This thesis explores using speech as a direct annotation modality for medical image analysis, bypassing transcription errors and enabling more lightweight models. By training a foundation model like CLIP, we aim to investigate how well speech-based annotations perform compared to text.
Tasks:
- Generate a synthetic speech dataset based on a publicly available image-text dataset
- Train a foundation model (CLIP) for annotating medical images using speech annotations
- Evaluation of the foundation model on multiple downstream tasks like:
- Zero-shot classification
- Zero-shot segmentation using MedSam
- Speech Grounding (align language with corresponding visual elements, e.g. segmentation masks)

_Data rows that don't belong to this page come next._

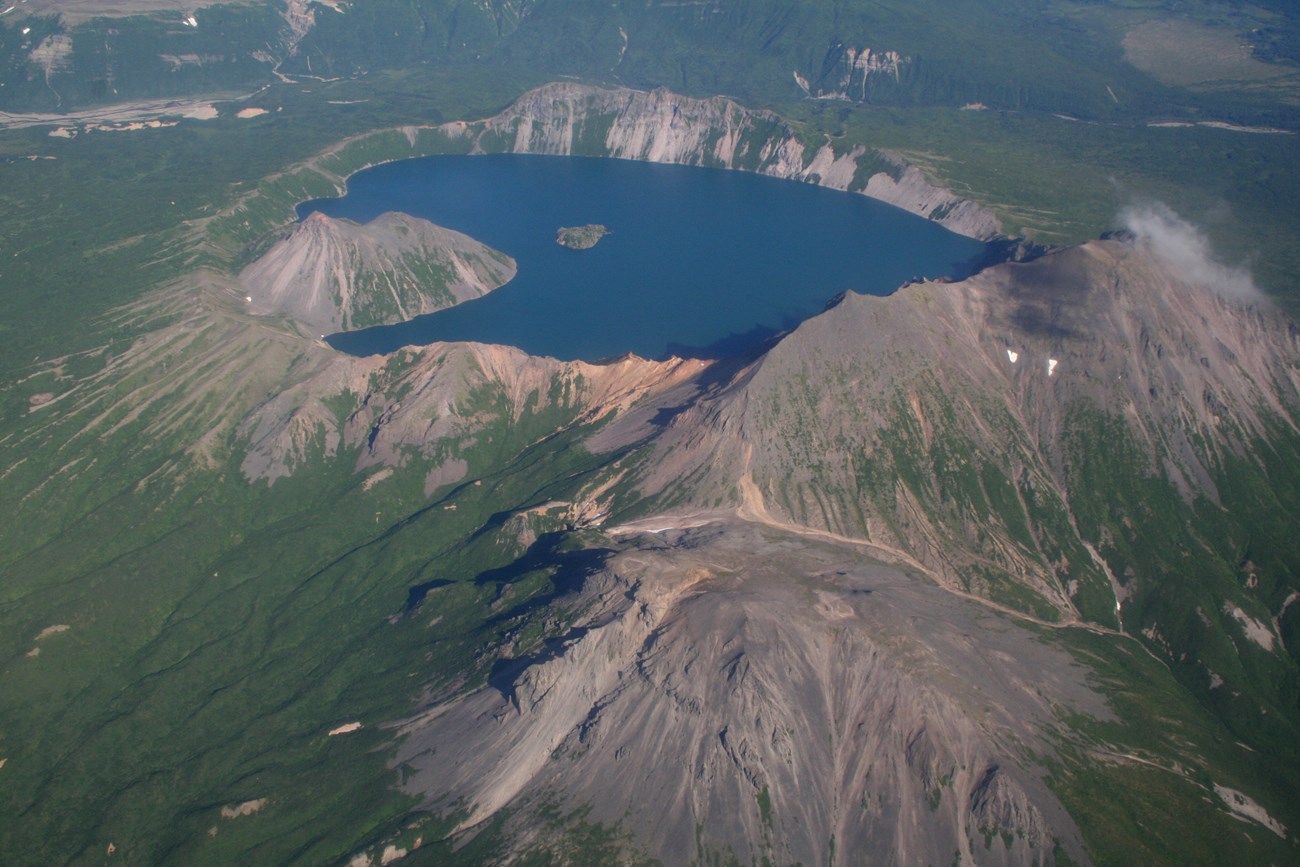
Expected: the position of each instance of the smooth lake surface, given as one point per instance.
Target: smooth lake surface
(701, 263)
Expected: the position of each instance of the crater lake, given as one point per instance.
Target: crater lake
(698, 263)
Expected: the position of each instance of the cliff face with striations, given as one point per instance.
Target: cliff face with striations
(662, 126)
(334, 274)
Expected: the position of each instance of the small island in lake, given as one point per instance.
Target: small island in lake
(580, 237)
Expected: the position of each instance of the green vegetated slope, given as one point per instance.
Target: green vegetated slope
(219, 627)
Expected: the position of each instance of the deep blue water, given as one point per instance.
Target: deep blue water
(700, 263)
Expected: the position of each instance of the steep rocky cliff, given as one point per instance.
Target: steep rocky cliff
(662, 126)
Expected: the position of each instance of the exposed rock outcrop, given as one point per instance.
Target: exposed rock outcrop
(662, 126)
(945, 421)
(794, 703)
(333, 274)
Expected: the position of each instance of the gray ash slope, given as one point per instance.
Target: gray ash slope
(740, 689)
(761, 685)
(334, 274)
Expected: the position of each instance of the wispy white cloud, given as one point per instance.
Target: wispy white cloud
(1187, 251)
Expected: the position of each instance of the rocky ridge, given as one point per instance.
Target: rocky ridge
(333, 274)
(663, 126)
(940, 421)
(728, 690)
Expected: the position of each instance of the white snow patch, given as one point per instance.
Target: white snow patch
(1255, 631)
(347, 728)
(1244, 807)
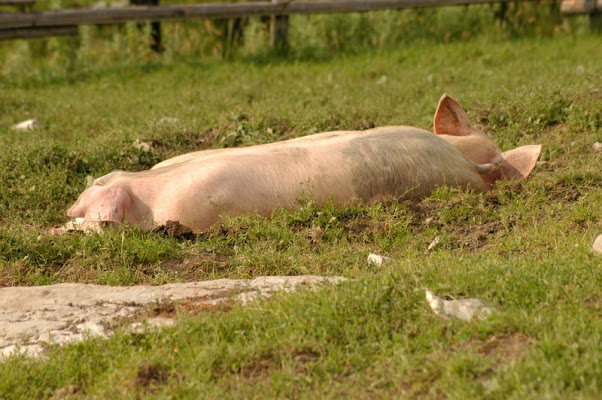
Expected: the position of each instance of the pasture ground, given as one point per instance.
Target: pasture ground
(524, 248)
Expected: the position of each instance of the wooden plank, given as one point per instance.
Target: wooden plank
(279, 31)
(26, 33)
(17, 2)
(210, 11)
(575, 7)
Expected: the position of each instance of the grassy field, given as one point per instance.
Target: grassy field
(524, 248)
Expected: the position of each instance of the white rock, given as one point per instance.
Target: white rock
(143, 146)
(434, 243)
(28, 125)
(70, 312)
(377, 260)
(168, 120)
(464, 309)
(597, 246)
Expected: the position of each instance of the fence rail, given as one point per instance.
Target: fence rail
(65, 22)
(211, 11)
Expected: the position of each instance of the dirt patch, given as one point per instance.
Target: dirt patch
(190, 306)
(197, 266)
(175, 229)
(506, 348)
(149, 374)
(501, 349)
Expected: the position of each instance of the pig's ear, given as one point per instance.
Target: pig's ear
(450, 118)
(520, 162)
(102, 203)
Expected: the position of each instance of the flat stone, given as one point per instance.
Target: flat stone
(70, 312)
(464, 309)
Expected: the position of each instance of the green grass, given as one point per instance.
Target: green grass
(524, 248)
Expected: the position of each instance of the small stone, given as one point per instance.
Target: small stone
(434, 243)
(464, 309)
(168, 121)
(597, 246)
(28, 125)
(142, 146)
(377, 260)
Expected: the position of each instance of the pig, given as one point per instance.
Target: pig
(198, 189)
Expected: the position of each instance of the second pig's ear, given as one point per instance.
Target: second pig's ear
(520, 162)
(450, 118)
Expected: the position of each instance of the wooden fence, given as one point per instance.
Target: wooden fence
(65, 22)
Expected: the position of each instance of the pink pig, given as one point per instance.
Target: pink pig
(197, 189)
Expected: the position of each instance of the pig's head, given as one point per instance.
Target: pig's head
(452, 124)
(103, 205)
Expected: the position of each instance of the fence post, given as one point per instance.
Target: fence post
(595, 21)
(279, 30)
(155, 25)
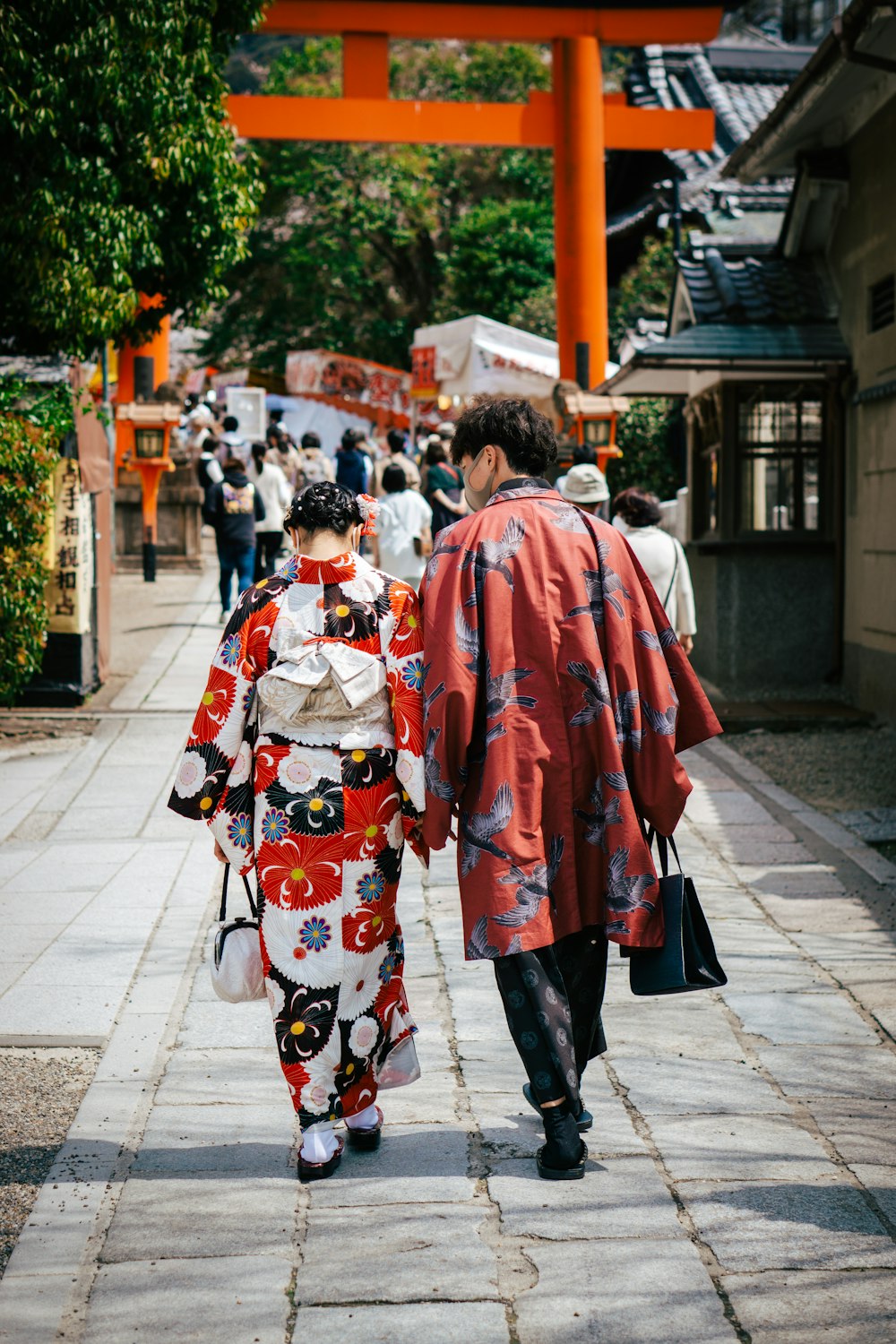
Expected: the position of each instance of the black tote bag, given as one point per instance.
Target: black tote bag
(688, 957)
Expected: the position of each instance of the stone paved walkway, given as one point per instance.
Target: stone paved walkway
(742, 1180)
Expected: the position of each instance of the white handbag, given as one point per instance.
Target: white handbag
(237, 973)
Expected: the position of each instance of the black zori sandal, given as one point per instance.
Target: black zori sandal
(366, 1140)
(320, 1171)
(584, 1120)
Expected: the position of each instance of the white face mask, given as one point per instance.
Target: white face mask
(477, 497)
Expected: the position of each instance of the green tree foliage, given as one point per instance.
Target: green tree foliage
(31, 429)
(645, 288)
(120, 172)
(646, 435)
(358, 245)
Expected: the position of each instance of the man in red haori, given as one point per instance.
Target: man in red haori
(556, 699)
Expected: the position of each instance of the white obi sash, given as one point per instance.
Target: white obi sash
(327, 694)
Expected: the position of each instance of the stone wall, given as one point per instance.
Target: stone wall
(764, 616)
(860, 254)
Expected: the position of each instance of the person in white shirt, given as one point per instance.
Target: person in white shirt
(586, 487)
(233, 441)
(637, 515)
(276, 495)
(314, 465)
(397, 457)
(403, 530)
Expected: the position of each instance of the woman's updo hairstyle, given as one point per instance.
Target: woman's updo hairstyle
(637, 508)
(324, 507)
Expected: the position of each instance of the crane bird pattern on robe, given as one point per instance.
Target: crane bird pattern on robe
(556, 696)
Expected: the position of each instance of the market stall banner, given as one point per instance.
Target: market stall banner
(70, 588)
(323, 373)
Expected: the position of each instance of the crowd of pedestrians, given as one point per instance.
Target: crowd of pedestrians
(247, 488)
(522, 702)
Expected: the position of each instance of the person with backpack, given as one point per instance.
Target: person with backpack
(314, 465)
(444, 488)
(637, 515)
(271, 484)
(233, 505)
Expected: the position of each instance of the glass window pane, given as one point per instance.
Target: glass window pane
(767, 494)
(810, 494)
(812, 422)
(769, 422)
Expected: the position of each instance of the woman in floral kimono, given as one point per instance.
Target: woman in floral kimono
(306, 760)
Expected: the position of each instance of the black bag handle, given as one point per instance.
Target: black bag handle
(222, 913)
(662, 849)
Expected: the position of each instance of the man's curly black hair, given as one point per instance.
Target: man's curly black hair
(511, 424)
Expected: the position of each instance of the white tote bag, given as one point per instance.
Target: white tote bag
(237, 973)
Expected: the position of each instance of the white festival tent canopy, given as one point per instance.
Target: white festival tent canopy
(478, 355)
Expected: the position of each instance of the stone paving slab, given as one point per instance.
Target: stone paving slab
(414, 1164)
(449, 1322)
(421, 1252)
(193, 1301)
(697, 1086)
(860, 1131)
(737, 1148)
(788, 1225)
(223, 1139)
(590, 1290)
(810, 1305)
(188, 1217)
(801, 1019)
(622, 1198)
(831, 1070)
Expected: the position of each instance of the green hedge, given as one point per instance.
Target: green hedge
(31, 430)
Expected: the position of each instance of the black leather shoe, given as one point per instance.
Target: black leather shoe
(584, 1120)
(546, 1172)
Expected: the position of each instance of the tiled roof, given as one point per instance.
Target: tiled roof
(754, 289)
(751, 343)
(740, 82)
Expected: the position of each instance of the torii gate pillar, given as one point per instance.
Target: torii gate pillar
(579, 210)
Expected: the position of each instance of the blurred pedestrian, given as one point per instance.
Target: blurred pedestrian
(583, 454)
(201, 425)
(444, 487)
(282, 453)
(234, 441)
(233, 507)
(314, 465)
(586, 487)
(637, 515)
(551, 731)
(397, 456)
(403, 530)
(352, 465)
(276, 494)
(209, 470)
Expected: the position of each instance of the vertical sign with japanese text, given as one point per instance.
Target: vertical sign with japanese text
(70, 588)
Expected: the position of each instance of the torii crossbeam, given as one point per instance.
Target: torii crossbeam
(575, 120)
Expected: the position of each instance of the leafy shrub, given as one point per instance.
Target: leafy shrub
(30, 435)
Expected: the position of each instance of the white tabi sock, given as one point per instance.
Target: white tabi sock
(366, 1118)
(319, 1147)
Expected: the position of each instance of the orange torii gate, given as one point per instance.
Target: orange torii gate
(576, 120)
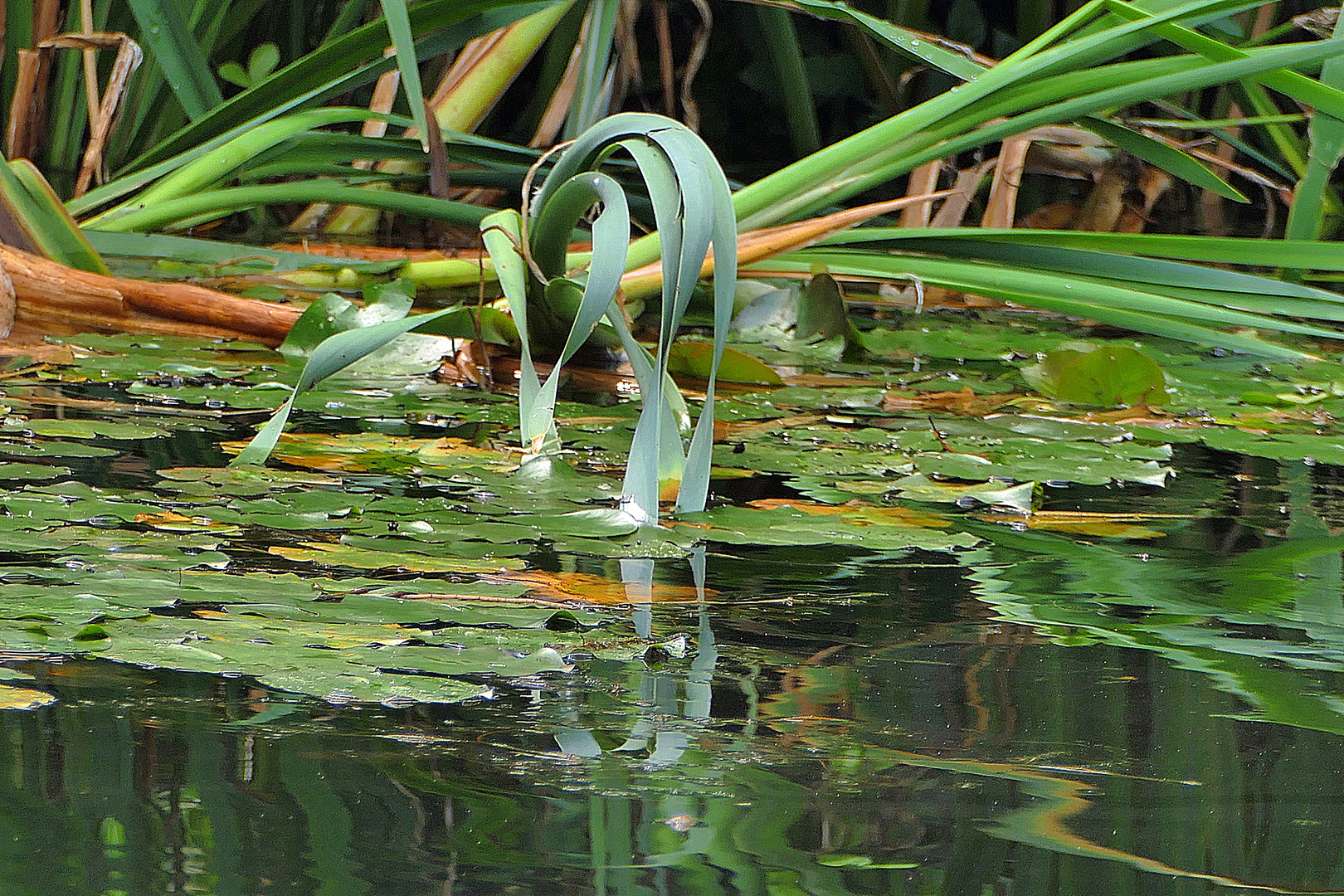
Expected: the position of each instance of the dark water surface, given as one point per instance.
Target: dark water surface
(1040, 715)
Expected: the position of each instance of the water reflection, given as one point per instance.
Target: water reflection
(1040, 715)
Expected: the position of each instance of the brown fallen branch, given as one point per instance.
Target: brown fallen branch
(50, 296)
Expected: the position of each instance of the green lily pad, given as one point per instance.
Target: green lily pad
(1108, 375)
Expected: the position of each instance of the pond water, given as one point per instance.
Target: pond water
(1144, 700)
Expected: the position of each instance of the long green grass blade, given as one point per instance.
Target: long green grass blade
(1326, 149)
(1166, 158)
(346, 63)
(216, 203)
(1135, 269)
(223, 160)
(38, 212)
(1073, 295)
(592, 91)
(403, 42)
(800, 110)
(331, 356)
(1229, 250)
(173, 47)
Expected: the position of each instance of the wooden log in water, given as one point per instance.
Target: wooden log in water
(51, 296)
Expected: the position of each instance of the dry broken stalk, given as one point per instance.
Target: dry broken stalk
(49, 293)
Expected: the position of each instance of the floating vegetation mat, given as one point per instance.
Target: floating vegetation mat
(399, 550)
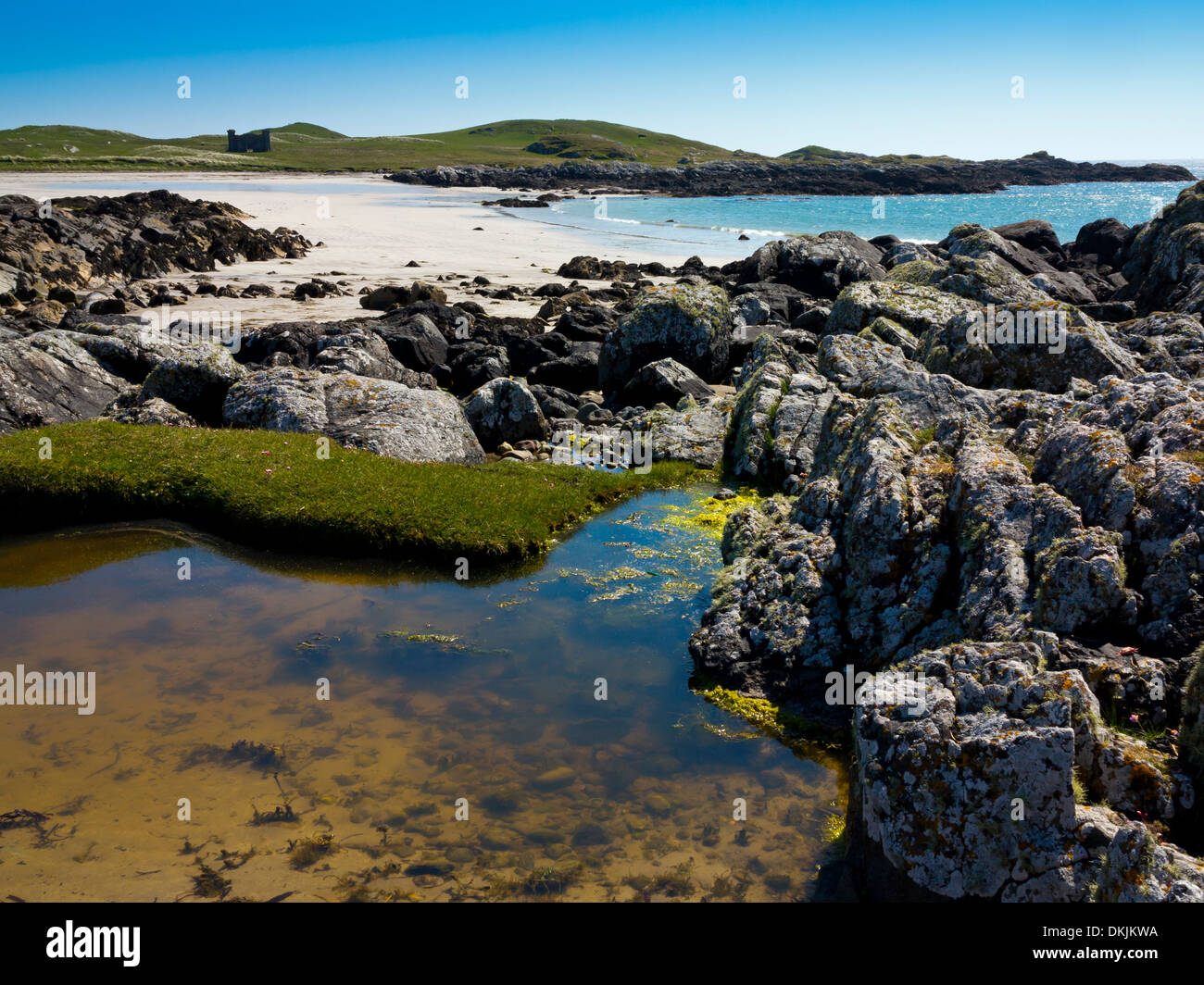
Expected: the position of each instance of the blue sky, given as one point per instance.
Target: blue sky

- Evaluation of the model on a real-world high-quality dataset from radiologists
- Compare the results to an image-text model
Related Works:
[1] Radford, A., Kim, J. W., Hallacy, C., Ramesh, A., Goh, G., Agarwal, S., … & Sutskever, I. (2021, July). Learning transferable visual models from natural language supervision. In International conference on machine learning (pp. 8748-8763). PMLR.
[2] Hamamci, I. E., Er, S., Almas, F., Simsek, A. G., Esirgun, S. N., Dogan, I., … & Menze, B. (2024). Developing Generalist Foundation Models from a Multimodal Dataset for 3D Computed Tomography.
[3] Ma, J., He, Y., Li, F., Han, L., You, C., & Wang, B. (2024). Segment anything in medical images. Nature Communications, 15(1), 654.